Calaveras y brujitas

Dos adaptaciones de Shakespeare tan poderosas como opuestas llegan por estos días a los teatros porteños: por un lado, el Hamlet de Luis Cano, con dirección de Emilio García Whebi y una puesta saturada de muertos, vivos, ratones, zombis, obreros, jaulas, camas y ruedas. Por el otro, La señora de Macbeth, de Griselda Gambaro con dirección de Pompeyo Audivert, una puesta absolutamente despojada y una descomunal actuación de Cristina Banegas como la reina que desbarranca por el abismo de su culpa. Pero, por encima de sus diferencias, ambas consiguen el objetivo siempre esquivo de encontrar en Shakespeare los ecos que más resuenan en nuestro presente. Como yapa, otras dos adaptaciones: Romeo y Julieta con arneses y sogas, y la vida de Ofelia después de la muerte.

POR CECILIA SOSA

¿Cuántas y en cuántas lenguas se habrá pronunciado el “To be or not to be”? ¿En cuántos escenarios del mundo se habrán levantado dedos acusadores para señalar a Lady Macbeth como oscura instigadora del magnicidio? Y sí: a la hora de traer un nuevo Hamlet o Macbeth al mundo, más de alguna pluma y también más de una pantalla habrá temblado, poseída ante tamaña cantidad de espectros reclamando descanso. Pero, se sabe, temerarios no faltan y en casa, menos. Coincidencias aparte, las poderosas duplas de autores-directores de Luis Cano-Emilio García Whebi y Griselda Gambaro-Pompeyo Audivert respiraron hondo y se zambulleron de cabeza en los angustiosos mares de las influencias. De allí emergieron un Hamlet y una Señora de Macbeth sorprendentes, tanto por su osadía como por lo flagrante de sus contrastes. Y, claro, por la certera flecha con la que se clavan sobre el presente. El llamado está hecho: ¡el fantasma de Shakespeare anda suelto y reclama ser conjurado en los teatros de Buenos Aires!
Lejos del color local, este Hamlet y esta Señora de Macbeth parecen hablar de dramas bastante más cercanos y actuales que los que a principios del siglo XVII dejaba asentado Shakespeare para abonar los mitos de Occidente. O, en todo caso, para hablar a través de ellos. Porque... ¿cómo no reconocer en esa reina las resonancias de una desquiciada ecuanimidad a la Evita, la obtusa megalomanía de Nina de Juárez y hasta la chabacana ostentación de la judicializada María Julia Alsogaray? ¿Cómo no encontrar en el destierro del “loco” Hamlet a “las islas”, el territorio en guerra de un país fuera de quicio, y en el espectral reclamo de venganza, la borrachera eufórica de Galtieri, por citar algunas traiciones contemporáneas? En esas manos de reina manchadas de sangre, ¿acaso no viven las huellas de otros crímenes más cercanos que el de Duncan, Banquo y la prole Macduff? Y, ¿cómo no ver en el anuncio de “épocas en las que habrá crímenes más felices” la aventura de otros megalómanos locales que con las manos todavía más sucias sí pueden conciliar el sueño? Será, como dice García Whebi, que “no se puede más que interpelar a los textos clásicos desde una mirada contemporánea”. O, como dice Audivert, que “en el cruce con el material clásico sedimenta toda nuestra herencia formal, personal e ideológica”. Será.

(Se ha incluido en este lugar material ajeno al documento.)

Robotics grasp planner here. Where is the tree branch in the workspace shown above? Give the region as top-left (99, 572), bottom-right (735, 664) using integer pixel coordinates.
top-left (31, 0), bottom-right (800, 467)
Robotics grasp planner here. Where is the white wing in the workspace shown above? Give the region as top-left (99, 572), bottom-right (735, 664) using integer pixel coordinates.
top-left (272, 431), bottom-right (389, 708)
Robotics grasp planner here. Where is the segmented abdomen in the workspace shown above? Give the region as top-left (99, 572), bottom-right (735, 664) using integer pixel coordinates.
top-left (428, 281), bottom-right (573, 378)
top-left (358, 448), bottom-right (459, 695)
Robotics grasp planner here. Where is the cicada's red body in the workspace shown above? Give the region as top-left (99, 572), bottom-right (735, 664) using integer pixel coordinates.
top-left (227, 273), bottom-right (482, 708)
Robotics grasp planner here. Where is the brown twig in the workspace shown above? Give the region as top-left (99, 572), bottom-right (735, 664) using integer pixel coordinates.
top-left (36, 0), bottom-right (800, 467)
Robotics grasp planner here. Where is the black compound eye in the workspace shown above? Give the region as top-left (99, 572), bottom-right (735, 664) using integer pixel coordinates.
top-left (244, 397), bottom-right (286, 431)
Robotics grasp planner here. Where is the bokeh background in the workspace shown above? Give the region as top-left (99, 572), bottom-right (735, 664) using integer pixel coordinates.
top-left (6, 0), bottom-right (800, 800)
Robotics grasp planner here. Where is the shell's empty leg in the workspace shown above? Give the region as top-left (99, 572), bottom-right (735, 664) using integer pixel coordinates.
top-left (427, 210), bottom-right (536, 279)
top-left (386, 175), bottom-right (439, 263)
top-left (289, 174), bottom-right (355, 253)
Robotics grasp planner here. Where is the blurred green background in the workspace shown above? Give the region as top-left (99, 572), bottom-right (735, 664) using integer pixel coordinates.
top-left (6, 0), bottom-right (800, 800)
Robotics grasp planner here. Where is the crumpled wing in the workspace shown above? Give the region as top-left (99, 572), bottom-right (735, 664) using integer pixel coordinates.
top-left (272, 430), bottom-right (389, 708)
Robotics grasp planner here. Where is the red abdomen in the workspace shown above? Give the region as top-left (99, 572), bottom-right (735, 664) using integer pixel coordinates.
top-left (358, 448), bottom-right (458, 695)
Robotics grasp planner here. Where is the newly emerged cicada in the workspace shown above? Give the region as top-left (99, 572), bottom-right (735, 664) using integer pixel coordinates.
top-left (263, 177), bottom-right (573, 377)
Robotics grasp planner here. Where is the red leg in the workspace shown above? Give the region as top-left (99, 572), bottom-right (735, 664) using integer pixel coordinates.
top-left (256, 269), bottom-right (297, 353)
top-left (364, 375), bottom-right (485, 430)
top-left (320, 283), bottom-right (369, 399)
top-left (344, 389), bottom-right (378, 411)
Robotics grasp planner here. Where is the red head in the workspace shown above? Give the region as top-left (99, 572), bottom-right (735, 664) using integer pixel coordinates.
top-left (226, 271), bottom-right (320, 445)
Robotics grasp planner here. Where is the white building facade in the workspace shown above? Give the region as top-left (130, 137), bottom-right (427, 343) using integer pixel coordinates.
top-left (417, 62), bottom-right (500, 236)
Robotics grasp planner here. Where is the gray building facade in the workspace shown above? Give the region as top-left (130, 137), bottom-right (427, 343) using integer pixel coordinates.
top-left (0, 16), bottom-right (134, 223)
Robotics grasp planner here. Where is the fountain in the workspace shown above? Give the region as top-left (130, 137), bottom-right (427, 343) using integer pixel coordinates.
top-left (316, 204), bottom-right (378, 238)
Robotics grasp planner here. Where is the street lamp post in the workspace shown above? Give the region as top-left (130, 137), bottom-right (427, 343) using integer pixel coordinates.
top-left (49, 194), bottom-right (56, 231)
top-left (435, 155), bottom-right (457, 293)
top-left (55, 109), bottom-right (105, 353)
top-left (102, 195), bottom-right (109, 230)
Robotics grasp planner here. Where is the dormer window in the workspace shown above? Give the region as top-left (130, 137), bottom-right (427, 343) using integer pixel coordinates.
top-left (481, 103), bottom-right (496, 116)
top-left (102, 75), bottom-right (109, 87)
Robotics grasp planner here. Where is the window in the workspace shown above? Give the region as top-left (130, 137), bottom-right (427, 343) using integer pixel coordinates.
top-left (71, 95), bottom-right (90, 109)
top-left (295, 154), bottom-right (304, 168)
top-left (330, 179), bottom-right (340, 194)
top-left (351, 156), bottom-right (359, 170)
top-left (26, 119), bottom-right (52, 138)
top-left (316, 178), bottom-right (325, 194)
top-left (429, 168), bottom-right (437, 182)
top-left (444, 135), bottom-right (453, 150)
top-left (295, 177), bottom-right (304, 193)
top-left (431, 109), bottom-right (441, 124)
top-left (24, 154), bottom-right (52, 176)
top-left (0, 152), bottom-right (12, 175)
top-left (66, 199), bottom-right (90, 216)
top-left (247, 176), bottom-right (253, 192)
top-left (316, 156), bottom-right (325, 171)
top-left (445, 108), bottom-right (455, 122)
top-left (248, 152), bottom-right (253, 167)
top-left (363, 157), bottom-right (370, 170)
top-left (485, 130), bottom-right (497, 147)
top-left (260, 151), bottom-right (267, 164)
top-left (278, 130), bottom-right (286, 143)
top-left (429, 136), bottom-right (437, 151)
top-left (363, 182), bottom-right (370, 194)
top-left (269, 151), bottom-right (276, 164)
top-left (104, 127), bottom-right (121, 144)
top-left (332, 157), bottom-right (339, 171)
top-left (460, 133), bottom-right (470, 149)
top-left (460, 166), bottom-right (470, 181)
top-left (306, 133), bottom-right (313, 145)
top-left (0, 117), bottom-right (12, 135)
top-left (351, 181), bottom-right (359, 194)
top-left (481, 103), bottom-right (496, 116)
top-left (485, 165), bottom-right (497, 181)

TRAICIONANDO A SHAKESPEARE
Las adaptaciones de Cano y Gambaro nada tienen de pasivo o reverencial en la visita que hacen a los clásicos. Pero parecen partir de principios opuestos: mientras la dupla Cano-García Whebi carga contra Hamlet hasta someterlo y dejarlo sin aliento, Gambaro y Audivert hacen un Macbeth (hay que aprenderlo: se pronuncia con acento en la e) sin Macbeth, o mejor, valiéndose de los silencios de Shakespeare al dejar abandonada a la esposa al final de la tercera escena (sin contar su breve irrupción posterior en estado de locura). Los responsables lo admiten con todas las letras.
Dice el director García Whebi: “Trabajamos con una idea de diálogo directo con el material original. Pero desde una contradicción: quisimos hacer el Hamlet de Shakespeare y no quisimos hacer el Hamlet de Shakespeare. Toda traducción no es más que una forma de la traición. Nosotros asumimos la responsabilidad de traicionar a Shakespeare y, en algún sentido, lo respetamos a rajatabla”. Ahá. ¿Y por el otro lado...?
Dijo la dramaturga Gambaro, en una entrevista publicada por Las/12: “Nunca una adaptación, no. Una obra como Macbeth no se puede tocar. La señora de Macbeth es una obra compacta que escribí sin el libro abierto delante. Recurrí a la obra de Shakespeare –que recordaba de memoria– incorporando ciertos pasajes muy precisos. De otro modo, semejante pieza te ata, te bloquea, tan enorme es. Mejor entonces trabajar con el recuerdo de lo que viste o leíste sobre Macbeth, tratando de que el relato fluya por otros canales”. Aunque cada dupla autor-director parece haber elegido a su antojo, los cartas parecen haber estado echadas de entrada. Mientras los críticos siempre vieron en Hamlet un manifiesto a la teatralidad trágica de la vida (ideal para dar pie a la maquinaria de citas y saltos históricos capaces de desplegar la dupla de Cano y Whebi), en Macbeth encontraron una linealidad siempre precipitada hacia adelante (perfecta para la pluma política de Gambaro y la intensidad dramática que Audivert es capaz de desplegar en sus actores).
SATURACION VS. DESPOJO
Reyes y reinas sobre la mesa (y todavía con vida), demos ahora un paseo por los escenarios. Si en el montado por Whebi –no por nada uno de los fundadores de El Periférico de los Objetos– caminan tanto los muertos como los vivos, si también corren ratones, se balancean los zombis enmascarados (¿o son obreros metalúrgicos?), si hay jaulas donde cuerpos desnudos atribuyen impotencias a divinidades enfurecidas, camas donde se insinúa el incesto y ruedas que desvían el tiempo; en el escenario de Audivert no hay nada. Nada de nada. Salvo la inmensa presencia de Cristina Banegas interpretando a una Lady Macbeth que se resguarda en el vacío para dejar fluir las voces ambiguas de su propia conciencia culposa, apenas rodeada por una tríada de brujas y el estremecedor impulso de un chelo (tocado por Claudio Peña). Un haz de luz basta para recortar un pasillo angosto por donde la Señora pasea sus labios de rouge corrido, su abrigo manchado y su cabeza coronada de horquillas cual mártir siempre nueva o siempre vieja.
Mientras Cano juega a perseguir a Hamlet devenido en una especie de Jason de Martes 13 al que hay que doblegar, acallar y travestir; Gambaro opta por los silencios y las ausencias, por lo que en el texto original no dice o apenas insinúa: la sujeción de una mujer a los designios de un hombre, al revés, o, como suele suceder en los mejores vínculos amorosos, las dos cosas al mismo tiempo.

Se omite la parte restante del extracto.